Le gouvernement s’inquiète d’une hausse du déficit public… dont il est en partie responsable.
Voilà, ça dérape encore. Depuis hier soir, les médias relaient les éléments de langage de Bercy. Car le ministre de l’Economie, Bruno le Maire – démissionnaire comme l’ensemble du gouvernement encore en exercice -, s’inquiète, tire la sonnette d’alarme.
« Une note du Trésor pointe un risque de dérapage du déficit à 5,6 % du PIB, bien supérieur aux 5,1 % visés », peut-on lire dans les Echos. Et il pourrait atteindre 6,2% du PIB en 2025 – au lieu de 4,1% – si 60 milliards d’économies n’étaient pas réalisées. En cause, selon des courriers envoyés par « BLM » aux aux principaux responsables parlementaires des questions de finances publiques (comme Eric Coquerel, président de la commission des finances de l’Assemblée nationale, et Charles de Courson, rapporteur général du budget), une hausse des dépenses des collectivités territoriales, incontrôlées « qui pourrait à elle seule dégrader les comptes 2024 de 16 milliards ».
Mais comme tout budget, on ne peut pas sans cesse blâmer ce qui sort. Il faut aussi voir ce qui rentre : et il se trouve que « les recettes de TVA, d’impôt sur le revenu et d’impôt sur les sociétés pourraient être moins élevées que prévu ».

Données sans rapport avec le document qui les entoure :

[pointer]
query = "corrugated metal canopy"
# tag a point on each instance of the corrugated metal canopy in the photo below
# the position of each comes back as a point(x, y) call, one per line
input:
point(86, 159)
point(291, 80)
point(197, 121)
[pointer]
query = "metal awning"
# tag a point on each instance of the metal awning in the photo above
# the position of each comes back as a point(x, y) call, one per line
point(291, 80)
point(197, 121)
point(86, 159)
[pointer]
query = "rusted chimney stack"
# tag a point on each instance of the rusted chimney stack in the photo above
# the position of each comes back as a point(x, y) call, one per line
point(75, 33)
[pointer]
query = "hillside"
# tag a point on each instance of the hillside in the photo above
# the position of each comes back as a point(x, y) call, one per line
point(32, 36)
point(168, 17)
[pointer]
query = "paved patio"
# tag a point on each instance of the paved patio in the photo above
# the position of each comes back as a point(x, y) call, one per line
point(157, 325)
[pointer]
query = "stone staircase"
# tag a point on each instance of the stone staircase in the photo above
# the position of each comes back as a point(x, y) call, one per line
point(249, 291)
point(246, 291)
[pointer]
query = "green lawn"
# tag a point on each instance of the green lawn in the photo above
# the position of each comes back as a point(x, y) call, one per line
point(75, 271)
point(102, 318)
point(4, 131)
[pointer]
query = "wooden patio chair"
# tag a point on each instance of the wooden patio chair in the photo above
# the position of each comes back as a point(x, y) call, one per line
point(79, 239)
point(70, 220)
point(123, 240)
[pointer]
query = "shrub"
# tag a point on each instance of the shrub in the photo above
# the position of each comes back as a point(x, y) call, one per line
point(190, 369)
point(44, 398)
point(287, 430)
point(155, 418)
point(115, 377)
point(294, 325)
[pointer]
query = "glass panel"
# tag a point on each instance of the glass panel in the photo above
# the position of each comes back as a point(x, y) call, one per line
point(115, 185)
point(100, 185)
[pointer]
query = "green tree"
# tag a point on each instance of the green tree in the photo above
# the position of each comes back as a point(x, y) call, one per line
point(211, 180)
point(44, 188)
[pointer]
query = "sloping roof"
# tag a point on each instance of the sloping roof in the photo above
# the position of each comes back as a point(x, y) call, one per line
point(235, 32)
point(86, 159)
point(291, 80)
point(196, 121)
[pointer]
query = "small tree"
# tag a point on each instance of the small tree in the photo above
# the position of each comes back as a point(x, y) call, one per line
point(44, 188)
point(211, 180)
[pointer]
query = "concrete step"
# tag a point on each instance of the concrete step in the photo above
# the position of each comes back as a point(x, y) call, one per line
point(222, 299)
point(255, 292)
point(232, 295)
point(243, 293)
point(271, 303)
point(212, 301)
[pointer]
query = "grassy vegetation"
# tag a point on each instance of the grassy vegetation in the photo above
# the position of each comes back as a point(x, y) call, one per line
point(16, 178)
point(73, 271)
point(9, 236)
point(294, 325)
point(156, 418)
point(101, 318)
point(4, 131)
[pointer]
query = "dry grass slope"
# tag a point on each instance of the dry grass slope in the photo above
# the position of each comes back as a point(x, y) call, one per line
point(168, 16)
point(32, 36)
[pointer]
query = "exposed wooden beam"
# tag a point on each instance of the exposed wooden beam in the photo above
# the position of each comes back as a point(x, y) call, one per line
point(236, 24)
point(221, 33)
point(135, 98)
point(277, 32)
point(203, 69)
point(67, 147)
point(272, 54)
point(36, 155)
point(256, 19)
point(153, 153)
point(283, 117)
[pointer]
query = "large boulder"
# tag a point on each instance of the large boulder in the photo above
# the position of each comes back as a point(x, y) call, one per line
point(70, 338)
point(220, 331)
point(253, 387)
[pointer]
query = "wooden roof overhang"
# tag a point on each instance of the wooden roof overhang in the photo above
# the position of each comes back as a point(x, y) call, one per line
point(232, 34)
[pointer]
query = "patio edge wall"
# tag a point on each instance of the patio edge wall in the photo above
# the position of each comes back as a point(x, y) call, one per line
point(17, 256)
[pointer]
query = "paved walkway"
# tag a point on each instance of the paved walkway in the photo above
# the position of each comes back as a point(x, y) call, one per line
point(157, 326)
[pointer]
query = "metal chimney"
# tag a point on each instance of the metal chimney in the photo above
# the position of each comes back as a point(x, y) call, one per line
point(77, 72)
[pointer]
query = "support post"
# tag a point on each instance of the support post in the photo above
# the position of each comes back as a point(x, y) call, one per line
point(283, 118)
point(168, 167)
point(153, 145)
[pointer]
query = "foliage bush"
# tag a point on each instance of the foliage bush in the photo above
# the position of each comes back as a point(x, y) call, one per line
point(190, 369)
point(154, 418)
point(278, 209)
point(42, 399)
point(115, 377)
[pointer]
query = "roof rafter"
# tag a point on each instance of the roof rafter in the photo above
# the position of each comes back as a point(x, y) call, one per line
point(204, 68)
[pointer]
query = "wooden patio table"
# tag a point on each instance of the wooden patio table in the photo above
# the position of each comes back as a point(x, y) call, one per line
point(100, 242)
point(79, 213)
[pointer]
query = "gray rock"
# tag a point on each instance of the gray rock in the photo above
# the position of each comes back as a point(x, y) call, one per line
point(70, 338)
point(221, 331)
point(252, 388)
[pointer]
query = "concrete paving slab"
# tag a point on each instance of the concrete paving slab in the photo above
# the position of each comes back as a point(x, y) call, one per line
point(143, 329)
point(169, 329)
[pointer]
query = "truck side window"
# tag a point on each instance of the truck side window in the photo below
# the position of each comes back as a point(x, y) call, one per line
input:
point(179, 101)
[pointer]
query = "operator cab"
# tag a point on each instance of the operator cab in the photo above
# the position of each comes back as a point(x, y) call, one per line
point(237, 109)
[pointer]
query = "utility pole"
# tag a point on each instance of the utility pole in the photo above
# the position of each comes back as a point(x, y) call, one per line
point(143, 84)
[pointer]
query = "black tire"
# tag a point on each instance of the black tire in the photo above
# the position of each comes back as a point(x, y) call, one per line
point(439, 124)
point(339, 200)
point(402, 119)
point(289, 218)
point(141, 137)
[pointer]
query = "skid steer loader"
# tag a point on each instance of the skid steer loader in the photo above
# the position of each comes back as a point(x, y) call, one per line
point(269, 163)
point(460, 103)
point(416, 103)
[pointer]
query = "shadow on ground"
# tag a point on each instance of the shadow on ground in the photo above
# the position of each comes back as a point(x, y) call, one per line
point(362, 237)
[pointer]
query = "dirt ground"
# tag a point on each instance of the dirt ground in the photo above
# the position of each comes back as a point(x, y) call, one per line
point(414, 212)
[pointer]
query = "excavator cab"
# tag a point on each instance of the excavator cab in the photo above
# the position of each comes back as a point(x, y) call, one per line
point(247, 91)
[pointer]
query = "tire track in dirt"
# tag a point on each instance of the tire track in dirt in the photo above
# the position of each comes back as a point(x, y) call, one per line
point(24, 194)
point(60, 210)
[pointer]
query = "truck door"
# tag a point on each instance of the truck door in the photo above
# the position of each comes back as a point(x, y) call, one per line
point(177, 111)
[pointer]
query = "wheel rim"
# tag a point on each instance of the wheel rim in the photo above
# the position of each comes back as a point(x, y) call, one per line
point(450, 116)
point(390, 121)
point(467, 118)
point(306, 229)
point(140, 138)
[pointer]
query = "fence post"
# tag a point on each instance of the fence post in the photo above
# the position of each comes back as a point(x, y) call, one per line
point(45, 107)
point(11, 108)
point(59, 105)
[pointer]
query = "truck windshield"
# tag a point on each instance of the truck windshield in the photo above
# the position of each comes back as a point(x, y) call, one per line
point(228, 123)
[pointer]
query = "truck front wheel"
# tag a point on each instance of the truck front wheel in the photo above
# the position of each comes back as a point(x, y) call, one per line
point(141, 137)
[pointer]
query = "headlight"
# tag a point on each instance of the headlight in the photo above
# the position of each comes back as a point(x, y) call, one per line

A chaque fois que, ces dernières années, le ministre de l’Economie s’est ému des coulées des finances publiques, on a eu l’impression qu’il tombait un peu des nues. Mais qui aurait pu prédire que les gouvernements successifs allaient laisser une ardoise déficitaire, sinon un des hommes qui est le plus au coeur du réacteur budgétaire national ? Car ce manque de recettes, devenu désormais structurel en France, ne sort pas de nulle part. Comme nous l’écrivions en juin dernier dans un long récit que nous consacrions à Bruno le Maire, ce dernier a opté de façon quais inconditionnelle, pour une politique de l’offre : baisse des impôts -notamment pour les entreprises -, mesures d’incitations etc. Avec pour réussites, une baisse du chômage et un accroissement de l’attractivité du pays. Mais aussi, avec un revers de médaille.
Car, notamment, les réformes sur la fiscalité du capital et ses allégements nombreux (IFI, flat tax pour ne citer qu’elles) n’ont pas entraîné d’effets vertueux sur l’économie – à défaut d’avoir creusé le déficit – selon une évaluation faite par France Stratégie. Pire, certains mécanismes ont eu des répercussions indésirables, comme l’écrivait notre journaliste Théodore Laurent. Entre 2018 et 2023, la manne des exonérations de cotisations sur les bas salaires est passée de 53,4 milliards à 73,6 milliards selon l’Urssaf. Cet allègement, mis en place afin de lutter contre le chômage et de soutenir la compétitivité des entreprises, a contribué à la smicardisation du pays. En 2023, 17,3% des salariés du privé étaient rémunérés au salaire minimum contre 10,6% début 2017. « Il est impératif de redéfinir de A à Z, les allégements de charge, de façon à recréer de la dynamique salariale », concédait Bruno Le Maire, auprès de Forbes.
Alors qu’un nouveau gouvernement va devoir se former – un jour, qui sait ? -, le message envoyé par le gouvernement démissionnaire est clair : son successeur va devoir couper dans les dépenses. La question des recettes fiscales, ne semble pas à l’agenda du président de la République. La recette politique, elle, est connue : crier au loup budgétaire, pour essayer de convaincre la population du bien-fondé de politiques libérales : baisse des dépenses publiques, baisses des aides, baisse des prélèvements, et désengagement approfondi de l’Etat. Les dernières élections ont pourtant montré que la France voulait autre chose que ce bouillon économique.